Five U.S. telecommunications companies vulnerable to SIM card exchange, study finds

Five of america’s leading prepaid wireless carriers are vulnerable to SIM jacking, according to an academic study published yesterday by Princeton University. It is specifically an attacker who calls a mobile service provider to trick a telecommunications employee into changing a phone number to an attacker-controlled SIM card that enables it to reset passwords and access sensitive online accounts, such as email inboxes, online banking portals, and even cryptocurrency trading systems.

Five U.S. telecommunications companies vulnerable to SIM card exchange, study finds

(From Apple, via ZDNet)

Academics spent much of last year testing five major U.S. carriers to see if they could trick call center employees by changing a user’s phone number to another SIM card without providing proper credentials.

The team noted that atT, T-Mobile, Tracfone, US Mobile and Verizon Wireless were all found to have used vulnerable programs in their customer support centers, allowing attackers to launch SIM card exchange attacks.

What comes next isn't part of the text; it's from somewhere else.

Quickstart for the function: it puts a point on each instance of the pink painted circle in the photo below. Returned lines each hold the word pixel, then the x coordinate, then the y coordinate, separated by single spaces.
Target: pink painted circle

In addition, the team analyzed 140 online services and websites and found 17 vulnerable to attackers using SIM card exchange attacks to hijack users’ accounts.

To conduct the research, the team created 50 prepaid accounts (10 per carrier) and made real calls on the only corresponding phone.

After a while, the research team began calling the call centers of various telecommunications companies and making similar requests.

Five U.S. telecommunications companies vulnerable to SIM card exchange, study finds

(Pictured: Lee et al)

The idea was that the attacker would call the telecommunications company’s support center in an attempt to replace the SIM card, but deliberately provided the wrong PIN and account owner details.

When providing incorrect answers to privacy questions such as birth dates or billing code, the research assistant would argue that they were too careless to sign up, causing the wrong information to be provided and difficult to recall for a while.

At this point, after both authentication mechanisms fail, the telecommunications company switches to a third scenario — requiring the last two call logs.

In a complex attack process, an attacker can trick the victim into calling a specific phone number, making the operator’s line of defense vulnerable to compromise.

The researchers say they have successfully tricked all five U.S. prepaid wireless carriers.

At the time of the results of the study published yesterday, the team had already sent noticetoherto the affected parties. After reviewing the results of the study, T-Mobile decided not to use call records for customer authentication.

Unfortunately, there are still four carriers that are using vulnerable authentication processes.